El más importante continuador de la doctrina utilitarista es John Stuart Mill (1806-1873). J. S. Mill fue un estrecho discípulo de Bentham y de su propio padre, James Mill, y la exposición de su concepción moral se encuentra en su Utilitarismo, de 1863. Allí define su teoría —de acuerdo con Bentham— como «el credo que acepta como fundamento de la moral la ‘utilidad’ o el ‘principio de la máxima felicidad’, el cual sostiene que las acciones son buenas en cuanto tienden a promover la felicidad, malas en cuanto tienden a producir lo opuesto a la felicidad. Por ‘felicidad’ se entiende placer y ausencia de dolor; por ‘infelicidad’, dolor y privación de placer» [Mill 2002: 50].

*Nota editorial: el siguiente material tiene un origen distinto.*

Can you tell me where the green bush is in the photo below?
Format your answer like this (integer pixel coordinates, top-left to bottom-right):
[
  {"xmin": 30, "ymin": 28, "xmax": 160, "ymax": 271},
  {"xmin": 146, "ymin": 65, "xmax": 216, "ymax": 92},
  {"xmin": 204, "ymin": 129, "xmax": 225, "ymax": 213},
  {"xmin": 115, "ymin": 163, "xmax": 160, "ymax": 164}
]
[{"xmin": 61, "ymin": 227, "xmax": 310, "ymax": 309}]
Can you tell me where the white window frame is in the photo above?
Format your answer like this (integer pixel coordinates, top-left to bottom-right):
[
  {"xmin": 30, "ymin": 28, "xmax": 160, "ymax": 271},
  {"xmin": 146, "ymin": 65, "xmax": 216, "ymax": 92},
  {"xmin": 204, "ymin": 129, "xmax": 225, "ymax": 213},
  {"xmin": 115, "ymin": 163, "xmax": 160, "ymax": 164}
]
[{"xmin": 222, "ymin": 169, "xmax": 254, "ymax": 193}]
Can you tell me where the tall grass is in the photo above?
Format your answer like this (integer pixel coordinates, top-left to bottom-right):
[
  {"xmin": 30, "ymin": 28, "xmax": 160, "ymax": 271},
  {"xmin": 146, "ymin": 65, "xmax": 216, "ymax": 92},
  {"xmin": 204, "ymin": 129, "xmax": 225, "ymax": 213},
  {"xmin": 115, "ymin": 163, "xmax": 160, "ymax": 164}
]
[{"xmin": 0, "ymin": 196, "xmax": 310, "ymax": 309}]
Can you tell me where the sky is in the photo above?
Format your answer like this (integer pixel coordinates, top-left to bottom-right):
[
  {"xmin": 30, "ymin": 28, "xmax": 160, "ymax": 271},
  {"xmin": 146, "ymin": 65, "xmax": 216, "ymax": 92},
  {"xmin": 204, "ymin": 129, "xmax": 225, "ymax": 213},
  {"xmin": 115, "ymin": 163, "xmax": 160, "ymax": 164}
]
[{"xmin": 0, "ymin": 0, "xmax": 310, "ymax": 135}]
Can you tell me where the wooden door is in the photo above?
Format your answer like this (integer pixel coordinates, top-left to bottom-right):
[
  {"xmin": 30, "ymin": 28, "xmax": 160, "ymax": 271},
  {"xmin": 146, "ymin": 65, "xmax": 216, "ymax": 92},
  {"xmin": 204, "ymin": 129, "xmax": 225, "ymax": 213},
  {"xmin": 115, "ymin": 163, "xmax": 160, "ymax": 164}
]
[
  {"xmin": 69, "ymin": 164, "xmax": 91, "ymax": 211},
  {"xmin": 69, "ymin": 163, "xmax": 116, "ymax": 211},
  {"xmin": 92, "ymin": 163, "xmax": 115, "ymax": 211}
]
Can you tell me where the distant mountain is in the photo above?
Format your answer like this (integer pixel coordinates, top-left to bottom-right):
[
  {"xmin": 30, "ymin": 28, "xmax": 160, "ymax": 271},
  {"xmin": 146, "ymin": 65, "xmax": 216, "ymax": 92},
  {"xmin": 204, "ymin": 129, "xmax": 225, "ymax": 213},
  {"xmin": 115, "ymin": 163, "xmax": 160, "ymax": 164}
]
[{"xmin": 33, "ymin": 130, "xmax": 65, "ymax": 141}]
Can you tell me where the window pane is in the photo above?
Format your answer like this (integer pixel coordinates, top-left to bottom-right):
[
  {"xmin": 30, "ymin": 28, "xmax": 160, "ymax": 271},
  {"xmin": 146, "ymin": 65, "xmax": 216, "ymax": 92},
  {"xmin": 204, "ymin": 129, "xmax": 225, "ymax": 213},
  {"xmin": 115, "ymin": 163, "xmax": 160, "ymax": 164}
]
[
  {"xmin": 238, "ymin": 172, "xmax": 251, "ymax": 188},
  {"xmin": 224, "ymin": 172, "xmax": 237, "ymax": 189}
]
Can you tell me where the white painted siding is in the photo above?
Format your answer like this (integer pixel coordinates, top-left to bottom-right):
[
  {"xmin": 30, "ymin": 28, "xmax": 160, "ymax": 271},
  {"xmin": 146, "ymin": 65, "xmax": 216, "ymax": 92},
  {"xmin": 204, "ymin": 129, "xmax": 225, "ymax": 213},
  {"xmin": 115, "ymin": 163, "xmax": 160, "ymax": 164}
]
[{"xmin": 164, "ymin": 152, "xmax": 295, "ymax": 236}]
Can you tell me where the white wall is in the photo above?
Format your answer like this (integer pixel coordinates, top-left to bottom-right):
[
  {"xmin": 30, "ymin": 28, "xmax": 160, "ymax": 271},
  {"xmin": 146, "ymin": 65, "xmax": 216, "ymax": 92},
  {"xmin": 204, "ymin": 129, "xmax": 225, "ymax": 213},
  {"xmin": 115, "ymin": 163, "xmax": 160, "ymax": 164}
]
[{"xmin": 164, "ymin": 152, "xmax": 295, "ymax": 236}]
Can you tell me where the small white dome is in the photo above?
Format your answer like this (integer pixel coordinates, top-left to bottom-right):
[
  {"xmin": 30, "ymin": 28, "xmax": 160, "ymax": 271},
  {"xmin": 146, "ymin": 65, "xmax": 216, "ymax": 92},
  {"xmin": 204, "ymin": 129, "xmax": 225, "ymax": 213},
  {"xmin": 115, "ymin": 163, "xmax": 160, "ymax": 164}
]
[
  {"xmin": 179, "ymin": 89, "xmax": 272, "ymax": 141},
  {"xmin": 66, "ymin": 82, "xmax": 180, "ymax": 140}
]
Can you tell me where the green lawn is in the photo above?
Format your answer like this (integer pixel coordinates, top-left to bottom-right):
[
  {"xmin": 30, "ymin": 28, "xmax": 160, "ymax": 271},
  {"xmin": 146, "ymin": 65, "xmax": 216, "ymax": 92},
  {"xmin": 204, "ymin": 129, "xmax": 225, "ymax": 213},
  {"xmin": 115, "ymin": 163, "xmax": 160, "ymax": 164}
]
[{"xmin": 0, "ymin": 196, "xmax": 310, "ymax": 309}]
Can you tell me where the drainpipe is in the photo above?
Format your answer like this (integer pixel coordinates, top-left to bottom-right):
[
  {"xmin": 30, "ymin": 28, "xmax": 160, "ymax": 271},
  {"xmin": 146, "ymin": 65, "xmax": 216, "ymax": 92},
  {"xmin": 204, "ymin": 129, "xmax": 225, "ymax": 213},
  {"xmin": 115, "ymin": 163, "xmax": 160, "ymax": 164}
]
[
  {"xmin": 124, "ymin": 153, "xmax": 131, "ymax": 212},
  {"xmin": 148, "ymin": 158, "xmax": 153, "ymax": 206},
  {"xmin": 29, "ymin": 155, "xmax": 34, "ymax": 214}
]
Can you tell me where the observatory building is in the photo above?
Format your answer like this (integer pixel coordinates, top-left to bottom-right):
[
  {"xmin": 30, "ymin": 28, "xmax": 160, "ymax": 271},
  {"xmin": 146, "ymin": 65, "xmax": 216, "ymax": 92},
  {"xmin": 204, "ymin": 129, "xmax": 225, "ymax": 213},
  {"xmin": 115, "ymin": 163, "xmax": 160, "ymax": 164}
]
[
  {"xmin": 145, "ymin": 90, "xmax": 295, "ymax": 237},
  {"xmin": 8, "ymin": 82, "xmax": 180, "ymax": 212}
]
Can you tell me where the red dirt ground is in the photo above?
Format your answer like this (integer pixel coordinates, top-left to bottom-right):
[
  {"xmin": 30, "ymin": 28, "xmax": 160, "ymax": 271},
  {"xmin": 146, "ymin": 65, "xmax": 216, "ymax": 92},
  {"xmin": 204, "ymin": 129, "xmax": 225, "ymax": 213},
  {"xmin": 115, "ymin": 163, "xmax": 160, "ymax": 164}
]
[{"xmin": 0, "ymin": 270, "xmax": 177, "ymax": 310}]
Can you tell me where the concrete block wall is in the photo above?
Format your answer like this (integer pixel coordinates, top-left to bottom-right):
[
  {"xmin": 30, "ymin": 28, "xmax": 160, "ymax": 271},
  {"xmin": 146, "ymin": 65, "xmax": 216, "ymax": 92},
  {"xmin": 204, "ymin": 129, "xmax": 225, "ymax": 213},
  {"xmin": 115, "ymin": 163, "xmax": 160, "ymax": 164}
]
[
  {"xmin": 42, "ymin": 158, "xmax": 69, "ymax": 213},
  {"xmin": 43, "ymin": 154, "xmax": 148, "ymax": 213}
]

Sin embargo, Mill corrige a su maestro en un punto importante. Mientras que para Bentham los placeres son todos homogéneos y sólo se distinguen cuantitativamente (lo cual hacía sencillo el cálculo de la suma entre diversos conjuntos de ellos), Mill advierte que hay placeres cualitativamente distintos; diferencia cualitativa que se traduce en superioridad o inferioridad. Más concretamente, sostiene que los placeres intelectuales y morales son superiores a las formas más físicas de placer; y asimismo distingue entre felicidad y satisfacción, afirmando que la primera tiene mayor valor que la segunda. Ahora bien, esta posición de Mill, que retoma una de las ideas de la moral tradicional más común, cuestiona en realidad las bases del utilitarismo. Pues, por un lado, introduce necesariamente un criterio de valor ajeno al placer, lo cual sale ya de la propia teoría de Mill y plantea problemas prácticamente irresolubles a la hora de calcular comparativamente, de modo homogéneo, beneficios resultantes de acciones alternativas. Y, por otro lado, la asignación de un valor o superioridad a cierto tipo de placeres plantea la dificultad de si con ello no se les reconoce ya una bondad intrínseca, siendo así que el utilitarismo de Bentham y Mill mide la bondad de las acciones por el placer siempre resultante de ellas. Tal vez por este motivo, Henry Sidgwick (1838-1900), otro representante del utilitarismo, vuelve a la posición de Bentham sosteniendo que esas aparentes diferencias cualitativas entre los placeres son, en el fondo, diferencias cuantitativas [Sidgwick 1962]. En cambio, luego se verá que en este punto G. E. Moore sostiene, con su particular utilitarismo, una posición peculiar.
Por lo demás, Mill compartía la preocupación de Bentham de provocar reformas sociales que condujeran a una sociedad más equitativa. Sin duda, la deseada y deseable democratización y racionalización de la vida pública, que ha tenido lugar gracias a las ideas de Mill (no sólo la doctrina utilitarista, sino su idea de las libertades individuales y cívicas), es una de las mayores razones de la amplia aceptación del utilitarismo como teoría moral y política.